Really, I mean, we started with a blank Word document and went from there and we came up with this idea of covering tuition and mandatory fees. But it really wasn’t until we went out into the neighborhoods as it was important for my boss and the mayor for us to go from high school to high school across the city and [have conversations] and I’ll never forget a guidance counselor at Fenway high school really having a candid conversation with us and talking about the fact that when she talked about higher education with her students, the conversations went in directions that I weren’t always connected with education but were crucial to educational success. So things like how could we afford books each semester, technology in terms of students may have had a laptop but it was on its last legs or they might have to give it back or the fact that the [Boston Public Schools] provided access to subway passes for its students but if students graduate, they may not have those.

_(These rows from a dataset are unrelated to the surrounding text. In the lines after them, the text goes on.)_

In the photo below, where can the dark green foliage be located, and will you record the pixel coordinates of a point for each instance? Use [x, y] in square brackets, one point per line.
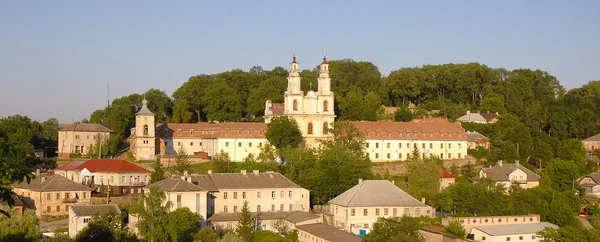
[283, 132]
[404, 229]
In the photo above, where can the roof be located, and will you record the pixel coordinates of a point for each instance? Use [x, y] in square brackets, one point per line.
[473, 136]
[83, 127]
[217, 181]
[446, 174]
[90, 210]
[500, 172]
[593, 138]
[509, 229]
[371, 193]
[52, 183]
[330, 233]
[292, 216]
[144, 109]
[471, 117]
[174, 184]
[422, 129]
[111, 165]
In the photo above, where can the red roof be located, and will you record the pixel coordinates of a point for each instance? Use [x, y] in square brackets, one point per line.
[111, 165]
[446, 174]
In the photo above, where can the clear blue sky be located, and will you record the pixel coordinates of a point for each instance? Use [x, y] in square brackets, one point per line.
[56, 57]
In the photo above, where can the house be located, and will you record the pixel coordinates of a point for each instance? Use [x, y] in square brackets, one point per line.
[324, 233]
[267, 220]
[78, 138]
[509, 174]
[476, 140]
[511, 232]
[359, 207]
[472, 118]
[268, 191]
[120, 177]
[491, 118]
[446, 179]
[314, 113]
[591, 183]
[181, 192]
[80, 215]
[52, 195]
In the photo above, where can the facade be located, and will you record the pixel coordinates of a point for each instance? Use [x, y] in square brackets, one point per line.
[476, 140]
[393, 141]
[513, 232]
[121, 177]
[314, 113]
[591, 183]
[359, 207]
[77, 138]
[509, 174]
[80, 215]
[181, 192]
[267, 220]
[324, 233]
[52, 195]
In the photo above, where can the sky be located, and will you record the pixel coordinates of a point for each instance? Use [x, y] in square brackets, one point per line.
[57, 58]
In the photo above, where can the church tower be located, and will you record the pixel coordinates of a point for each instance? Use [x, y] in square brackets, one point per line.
[145, 136]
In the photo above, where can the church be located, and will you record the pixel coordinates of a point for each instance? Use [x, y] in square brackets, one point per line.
[314, 113]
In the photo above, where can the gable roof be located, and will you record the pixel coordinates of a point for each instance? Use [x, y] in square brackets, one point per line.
[174, 184]
[500, 172]
[83, 127]
[328, 232]
[376, 193]
[508, 229]
[90, 210]
[111, 165]
[471, 117]
[217, 181]
[52, 183]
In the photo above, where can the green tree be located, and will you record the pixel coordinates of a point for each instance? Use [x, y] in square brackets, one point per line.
[182, 224]
[182, 162]
[154, 219]
[404, 229]
[283, 132]
[245, 226]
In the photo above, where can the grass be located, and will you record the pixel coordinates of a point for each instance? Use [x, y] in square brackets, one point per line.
[201, 168]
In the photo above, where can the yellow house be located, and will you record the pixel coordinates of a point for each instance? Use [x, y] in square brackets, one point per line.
[52, 195]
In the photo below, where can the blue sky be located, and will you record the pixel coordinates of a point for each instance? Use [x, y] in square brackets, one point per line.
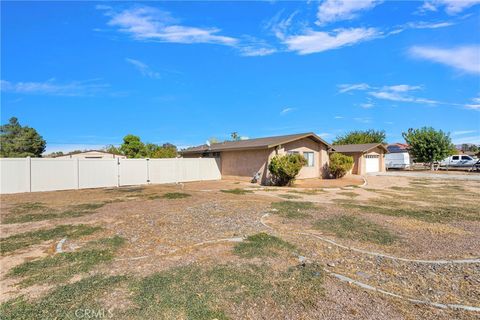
[84, 74]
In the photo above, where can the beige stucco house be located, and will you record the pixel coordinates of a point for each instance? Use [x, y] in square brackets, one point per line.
[92, 154]
[244, 159]
[368, 157]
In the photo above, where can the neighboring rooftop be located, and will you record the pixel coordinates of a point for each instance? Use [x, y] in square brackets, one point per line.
[352, 148]
[86, 151]
[258, 143]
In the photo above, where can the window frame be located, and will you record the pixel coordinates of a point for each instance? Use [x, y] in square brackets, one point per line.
[313, 159]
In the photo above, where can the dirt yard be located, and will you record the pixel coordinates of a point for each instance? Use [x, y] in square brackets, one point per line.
[395, 248]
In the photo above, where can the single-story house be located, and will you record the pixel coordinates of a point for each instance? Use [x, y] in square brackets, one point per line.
[245, 159]
[91, 154]
[367, 157]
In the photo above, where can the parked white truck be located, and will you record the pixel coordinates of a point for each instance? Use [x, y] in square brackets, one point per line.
[458, 161]
[398, 160]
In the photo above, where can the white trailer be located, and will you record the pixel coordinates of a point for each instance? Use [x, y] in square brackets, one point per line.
[397, 160]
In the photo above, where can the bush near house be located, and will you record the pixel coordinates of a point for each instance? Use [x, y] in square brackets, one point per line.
[340, 164]
[285, 168]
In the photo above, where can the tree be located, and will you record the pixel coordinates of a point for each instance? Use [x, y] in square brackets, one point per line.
[213, 140]
[112, 149]
[167, 150]
[359, 136]
[133, 147]
[428, 145]
[234, 135]
[285, 168]
[339, 164]
[18, 141]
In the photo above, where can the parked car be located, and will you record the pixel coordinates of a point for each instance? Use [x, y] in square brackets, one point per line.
[399, 160]
[460, 160]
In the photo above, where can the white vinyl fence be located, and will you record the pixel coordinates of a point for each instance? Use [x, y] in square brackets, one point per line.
[37, 174]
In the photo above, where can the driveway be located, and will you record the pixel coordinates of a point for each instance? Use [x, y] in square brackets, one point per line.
[429, 175]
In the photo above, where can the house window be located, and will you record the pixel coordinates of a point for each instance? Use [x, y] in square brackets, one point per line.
[309, 157]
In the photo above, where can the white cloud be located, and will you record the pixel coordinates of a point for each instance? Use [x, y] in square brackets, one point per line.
[251, 47]
[350, 87]
[147, 23]
[337, 10]
[461, 133]
[429, 25]
[465, 58]
[363, 119]
[402, 88]
[143, 68]
[452, 7]
[51, 87]
[474, 105]
[399, 92]
[319, 41]
[286, 110]
[367, 105]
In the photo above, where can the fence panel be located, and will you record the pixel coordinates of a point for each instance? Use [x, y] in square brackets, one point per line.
[15, 174]
[25, 174]
[163, 170]
[97, 173]
[54, 174]
[133, 172]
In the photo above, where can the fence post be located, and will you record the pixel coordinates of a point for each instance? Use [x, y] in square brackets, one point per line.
[75, 173]
[29, 173]
[148, 170]
[118, 172]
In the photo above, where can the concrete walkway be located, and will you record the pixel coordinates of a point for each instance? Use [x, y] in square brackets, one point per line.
[429, 175]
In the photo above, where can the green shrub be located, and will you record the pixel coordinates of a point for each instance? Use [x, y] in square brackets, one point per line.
[340, 164]
[285, 168]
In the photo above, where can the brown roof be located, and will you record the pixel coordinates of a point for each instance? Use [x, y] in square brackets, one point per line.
[259, 143]
[84, 151]
[352, 148]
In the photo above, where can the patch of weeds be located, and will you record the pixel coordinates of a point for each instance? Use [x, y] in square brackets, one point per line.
[262, 245]
[289, 196]
[349, 194]
[197, 293]
[63, 266]
[38, 213]
[126, 189]
[433, 213]
[351, 227]
[61, 302]
[176, 195]
[237, 191]
[306, 287]
[24, 240]
[293, 209]
[27, 207]
[306, 191]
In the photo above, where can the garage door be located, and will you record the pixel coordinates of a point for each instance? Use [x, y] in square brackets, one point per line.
[373, 163]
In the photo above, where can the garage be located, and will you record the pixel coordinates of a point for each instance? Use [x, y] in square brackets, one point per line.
[372, 163]
[367, 157]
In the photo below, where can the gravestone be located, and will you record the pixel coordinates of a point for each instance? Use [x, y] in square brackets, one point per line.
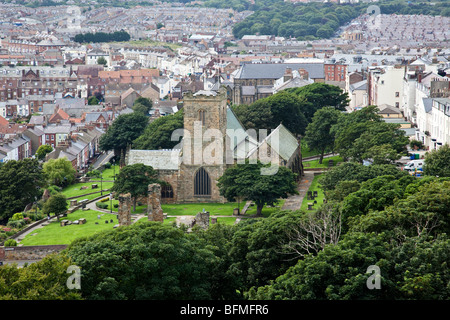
[154, 210]
[124, 210]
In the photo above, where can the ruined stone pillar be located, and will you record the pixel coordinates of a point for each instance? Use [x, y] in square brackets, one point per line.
[124, 209]
[202, 220]
[154, 203]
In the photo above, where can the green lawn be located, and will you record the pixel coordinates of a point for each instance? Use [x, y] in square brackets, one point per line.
[74, 190]
[222, 209]
[305, 150]
[315, 163]
[55, 234]
[108, 174]
[315, 186]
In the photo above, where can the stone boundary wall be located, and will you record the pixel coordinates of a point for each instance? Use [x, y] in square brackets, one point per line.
[28, 252]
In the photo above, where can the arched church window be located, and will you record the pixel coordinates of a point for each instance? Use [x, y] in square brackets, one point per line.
[202, 183]
[201, 116]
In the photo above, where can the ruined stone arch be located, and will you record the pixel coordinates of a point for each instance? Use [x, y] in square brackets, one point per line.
[202, 183]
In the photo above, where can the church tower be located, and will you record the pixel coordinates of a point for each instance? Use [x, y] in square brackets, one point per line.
[204, 146]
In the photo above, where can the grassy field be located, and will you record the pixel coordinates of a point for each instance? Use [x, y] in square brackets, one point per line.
[315, 163]
[315, 186]
[220, 209]
[267, 211]
[55, 234]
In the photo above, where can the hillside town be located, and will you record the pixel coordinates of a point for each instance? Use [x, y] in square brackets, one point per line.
[68, 94]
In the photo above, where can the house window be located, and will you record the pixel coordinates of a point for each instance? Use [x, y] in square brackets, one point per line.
[201, 116]
[202, 183]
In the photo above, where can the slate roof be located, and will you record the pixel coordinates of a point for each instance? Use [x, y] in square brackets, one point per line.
[277, 70]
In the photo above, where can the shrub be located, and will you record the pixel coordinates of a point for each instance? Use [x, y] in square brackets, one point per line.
[54, 189]
[16, 216]
[416, 143]
[93, 173]
[10, 243]
[16, 224]
[101, 205]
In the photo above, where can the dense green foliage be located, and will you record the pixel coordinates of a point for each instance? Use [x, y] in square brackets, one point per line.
[157, 135]
[399, 225]
[124, 130]
[59, 172]
[146, 261]
[20, 184]
[318, 133]
[268, 113]
[364, 135]
[134, 179]
[42, 280]
[261, 183]
[142, 105]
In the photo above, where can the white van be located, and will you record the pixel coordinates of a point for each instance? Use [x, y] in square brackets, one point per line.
[414, 164]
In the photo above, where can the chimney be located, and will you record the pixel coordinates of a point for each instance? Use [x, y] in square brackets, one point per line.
[287, 74]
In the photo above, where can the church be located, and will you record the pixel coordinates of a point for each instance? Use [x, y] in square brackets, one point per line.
[212, 140]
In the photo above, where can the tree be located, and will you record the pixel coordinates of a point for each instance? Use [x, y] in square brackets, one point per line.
[358, 172]
[102, 61]
[315, 231]
[59, 172]
[93, 100]
[318, 95]
[56, 204]
[146, 261]
[318, 132]
[362, 134]
[437, 162]
[157, 135]
[124, 130]
[142, 105]
[20, 184]
[42, 280]
[134, 179]
[247, 182]
[267, 113]
[42, 151]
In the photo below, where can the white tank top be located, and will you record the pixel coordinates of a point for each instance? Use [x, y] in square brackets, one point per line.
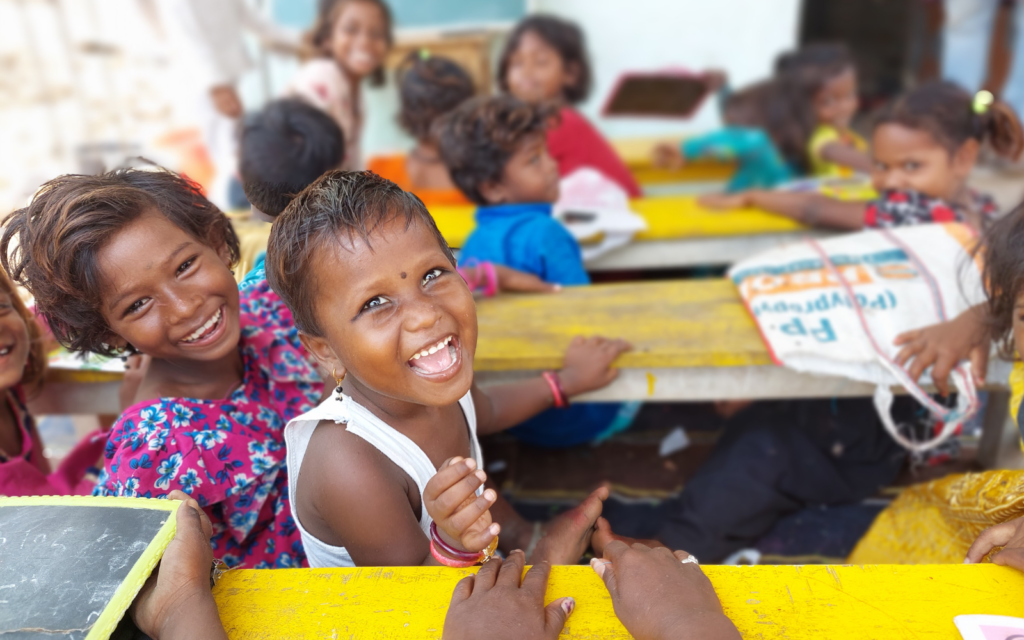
[361, 422]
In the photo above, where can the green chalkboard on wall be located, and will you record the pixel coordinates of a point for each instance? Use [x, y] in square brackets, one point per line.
[416, 13]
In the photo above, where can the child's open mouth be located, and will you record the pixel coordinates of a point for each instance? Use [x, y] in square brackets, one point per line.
[437, 359]
[209, 332]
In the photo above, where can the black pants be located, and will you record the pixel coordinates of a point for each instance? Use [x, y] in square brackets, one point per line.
[779, 457]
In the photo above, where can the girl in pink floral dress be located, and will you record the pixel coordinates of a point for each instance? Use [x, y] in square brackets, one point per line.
[141, 265]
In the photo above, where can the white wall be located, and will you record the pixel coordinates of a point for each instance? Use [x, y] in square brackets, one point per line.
[741, 37]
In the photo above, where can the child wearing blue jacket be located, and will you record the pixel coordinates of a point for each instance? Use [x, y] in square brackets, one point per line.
[497, 154]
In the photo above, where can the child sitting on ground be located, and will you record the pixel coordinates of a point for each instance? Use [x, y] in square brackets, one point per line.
[924, 146]
[24, 470]
[398, 333]
[1004, 255]
[798, 123]
[288, 145]
[495, 150]
[351, 39]
[429, 86]
[138, 261]
[836, 452]
[545, 60]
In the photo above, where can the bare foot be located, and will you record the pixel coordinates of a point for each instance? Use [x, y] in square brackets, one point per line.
[604, 535]
[568, 535]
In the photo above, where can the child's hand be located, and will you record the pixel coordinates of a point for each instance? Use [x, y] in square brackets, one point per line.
[942, 346]
[588, 364]
[656, 597]
[512, 280]
[500, 603]
[716, 79]
[568, 536]
[1010, 536]
[177, 595]
[463, 518]
[725, 202]
[604, 536]
[668, 156]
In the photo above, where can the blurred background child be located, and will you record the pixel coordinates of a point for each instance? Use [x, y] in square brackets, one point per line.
[925, 146]
[429, 86]
[545, 60]
[24, 469]
[496, 151]
[351, 39]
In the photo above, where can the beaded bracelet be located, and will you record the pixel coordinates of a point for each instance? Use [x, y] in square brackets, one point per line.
[481, 269]
[492, 272]
[449, 549]
[556, 389]
[440, 550]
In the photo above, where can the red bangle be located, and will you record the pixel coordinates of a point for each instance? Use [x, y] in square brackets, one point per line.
[556, 389]
[446, 561]
[449, 549]
[492, 288]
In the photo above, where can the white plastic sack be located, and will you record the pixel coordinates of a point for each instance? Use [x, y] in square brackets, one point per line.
[592, 206]
[835, 306]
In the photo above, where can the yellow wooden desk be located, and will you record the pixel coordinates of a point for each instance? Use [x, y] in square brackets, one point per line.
[765, 602]
[680, 233]
[693, 340]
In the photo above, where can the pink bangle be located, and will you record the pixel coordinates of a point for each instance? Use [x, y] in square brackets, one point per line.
[492, 288]
[556, 388]
[449, 549]
[446, 561]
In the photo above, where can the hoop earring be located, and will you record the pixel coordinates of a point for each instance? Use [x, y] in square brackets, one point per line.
[337, 383]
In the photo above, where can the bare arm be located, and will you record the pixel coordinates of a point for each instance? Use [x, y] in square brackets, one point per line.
[811, 209]
[587, 367]
[350, 495]
[847, 156]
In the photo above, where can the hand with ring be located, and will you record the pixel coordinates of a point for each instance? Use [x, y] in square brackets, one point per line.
[658, 594]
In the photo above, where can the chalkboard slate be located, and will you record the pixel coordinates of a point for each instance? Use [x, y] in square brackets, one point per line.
[668, 95]
[68, 569]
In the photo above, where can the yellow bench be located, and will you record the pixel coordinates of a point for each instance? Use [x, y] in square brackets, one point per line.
[680, 233]
[765, 602]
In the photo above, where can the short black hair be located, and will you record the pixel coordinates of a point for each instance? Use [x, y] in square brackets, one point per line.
[51, 246]
[285, 147]
[353, 203]
[430, 86]
[564, 37]
[477, 139]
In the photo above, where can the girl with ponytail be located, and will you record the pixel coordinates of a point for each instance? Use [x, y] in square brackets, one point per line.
[924, 146]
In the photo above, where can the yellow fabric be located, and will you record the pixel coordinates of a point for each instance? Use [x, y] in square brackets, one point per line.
[1016, 389]
[826, 134]
[253, 236]
[139, 572]
[936, 522]
[765, 602]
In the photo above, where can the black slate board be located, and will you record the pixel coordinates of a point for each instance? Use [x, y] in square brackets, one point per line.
[665, 95]
[61, 565]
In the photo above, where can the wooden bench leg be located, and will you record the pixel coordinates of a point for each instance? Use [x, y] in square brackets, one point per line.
[998, 432]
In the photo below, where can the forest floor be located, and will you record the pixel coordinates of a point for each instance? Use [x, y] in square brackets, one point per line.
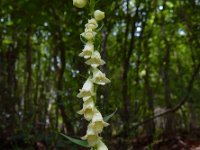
[178, 140]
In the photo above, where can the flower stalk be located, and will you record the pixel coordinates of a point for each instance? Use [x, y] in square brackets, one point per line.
[88, 93]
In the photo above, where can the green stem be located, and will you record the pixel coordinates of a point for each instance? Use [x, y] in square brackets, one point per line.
[92, 6]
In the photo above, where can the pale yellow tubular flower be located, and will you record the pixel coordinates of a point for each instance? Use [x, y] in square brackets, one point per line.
[91, 137]
[92, 24]
[87, 89]
[101, 146]
[89, 34]
[99, 77]
[97, 123]
[87, 51]
[88, 109]
[80, 3]
[99, 15]
[95, 60]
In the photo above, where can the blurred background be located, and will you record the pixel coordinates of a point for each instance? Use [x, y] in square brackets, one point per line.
[152, 54]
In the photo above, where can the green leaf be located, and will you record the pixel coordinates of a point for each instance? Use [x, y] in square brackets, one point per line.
[109, 116]
[76, 141]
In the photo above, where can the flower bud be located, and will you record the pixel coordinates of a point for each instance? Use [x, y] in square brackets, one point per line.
[99, 77]
[92, 24]
[87, 51]
[95, 60]
[97, 123]
[101, 146]
[87, 89]
[88, 109]
[99, 15]
[79, 3]
[88, 34]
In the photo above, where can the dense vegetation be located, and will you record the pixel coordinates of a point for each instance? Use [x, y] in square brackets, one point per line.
[152, 54]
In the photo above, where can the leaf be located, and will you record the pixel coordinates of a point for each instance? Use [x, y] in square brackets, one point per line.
[109, 116]
[76, 141]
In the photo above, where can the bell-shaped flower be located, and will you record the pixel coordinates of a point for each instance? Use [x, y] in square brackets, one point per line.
[101, 146]
[92, 24]
[95, 60]
[87, 89]
[79, 3]
[99, 15]
[99, 77]
[89, 34]
[97, 123]
[91, 137]
[87, 51]
[88, 109]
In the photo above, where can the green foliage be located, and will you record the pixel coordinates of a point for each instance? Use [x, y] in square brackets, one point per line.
[150, 52]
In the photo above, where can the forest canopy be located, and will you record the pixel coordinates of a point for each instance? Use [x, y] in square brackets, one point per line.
[152, 54]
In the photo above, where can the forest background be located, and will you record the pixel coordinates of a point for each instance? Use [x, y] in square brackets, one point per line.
[152, 54]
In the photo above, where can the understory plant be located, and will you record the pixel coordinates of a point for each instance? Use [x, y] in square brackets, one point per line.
[88, 93]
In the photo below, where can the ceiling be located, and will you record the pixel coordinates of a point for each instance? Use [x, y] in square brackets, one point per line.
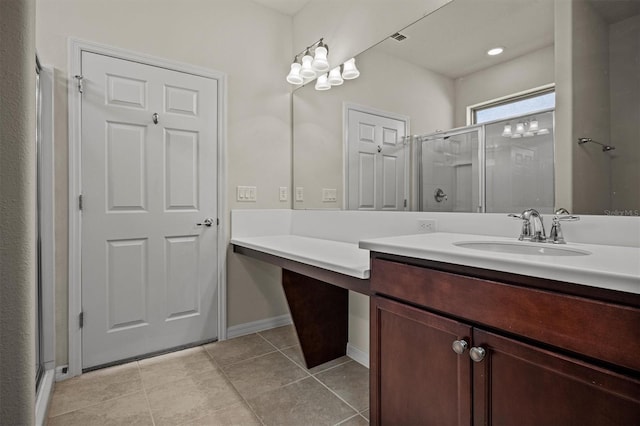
[453, 41]
[288, 7]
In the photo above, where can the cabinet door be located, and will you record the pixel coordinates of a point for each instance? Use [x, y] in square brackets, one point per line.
[416, 377]
[520, 384]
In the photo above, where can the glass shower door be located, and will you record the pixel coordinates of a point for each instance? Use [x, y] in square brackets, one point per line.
[519, 164]
[448, 170]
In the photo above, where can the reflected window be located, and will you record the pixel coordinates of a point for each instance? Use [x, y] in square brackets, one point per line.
[514, 106]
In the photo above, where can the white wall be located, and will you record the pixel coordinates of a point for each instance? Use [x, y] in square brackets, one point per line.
[563, 148]
[526, 72]
[422, 95]
[248, 42]
[17, 212]
[624, 67]
[350, 27]
[591, 110]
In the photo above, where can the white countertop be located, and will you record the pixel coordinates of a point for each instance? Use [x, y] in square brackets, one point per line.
[344, 258]
[609, 267]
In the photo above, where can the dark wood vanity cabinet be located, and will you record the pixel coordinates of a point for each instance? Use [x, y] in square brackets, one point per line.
[549, 358]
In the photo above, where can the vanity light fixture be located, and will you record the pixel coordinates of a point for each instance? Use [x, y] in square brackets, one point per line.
[320, 62]
[335, 77]
[349, 70]
[313, 63]
[294, 76]
[322, 83]
[307, 70]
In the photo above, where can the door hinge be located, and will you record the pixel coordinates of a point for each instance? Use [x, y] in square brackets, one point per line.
[80, 80]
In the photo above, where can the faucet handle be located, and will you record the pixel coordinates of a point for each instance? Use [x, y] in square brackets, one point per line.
[555, 235]
[569, 218]
[525, 234]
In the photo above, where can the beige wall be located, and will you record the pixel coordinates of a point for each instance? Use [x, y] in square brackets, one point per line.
[17, 212]
[248, 42]
[591, 110]
[526, 72]
[563, 148]
[624, 54]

So what we did was we took all that feedback and we added a stipend to the program and we went from serving 50 kids, to over 500 kids now. So I think, ideas are really important because that’s the starting point, but I think it’s that next couple phases the implementation phase is hard, but it’s really the management phase, that’s really the hardest of all of them, and you know I’ve had that experience going from the starting gate to the finish line and like I said, that would allow me to do the job on day one. And again, I think that that’s because not only I have ideas and I have some experience but I’m always going to take the time to listen to people and allow them to help me understand the issue in a way that I need to.
Is there anything else you wanted to say to our readers that I haven’t asked you?
I think people with disabilities are people that have unique skills and perspective, I mean, we’ve seen recently with somebody like Amanda Gorman, who is an incredible poet who has a disability. Stephen Hawking was a genius who had a disability and Greta Thunberg is a great climate advocate and she has a disability. So we know that the talent and the perspectives are valuable. So often, people with disabilities were just lacking an opportunity and so again, I would be Boston’s first ever blind city councilor and I just think it’s really important that the person being a champion for people with disabilities [occupies] the at-large seat because I think that, whether you’re somebody in Hyde Park who maybe is neurodiverse or has a learning disability or you’re somebody in East Boston who is, you know, deaf or has hearing loss or you live in Beacon Hill and you’re blind, I think that you all deserve to have somebody with the lived experience of a disability in representing you and I think that’s the great opportunity of the at-large city council seat.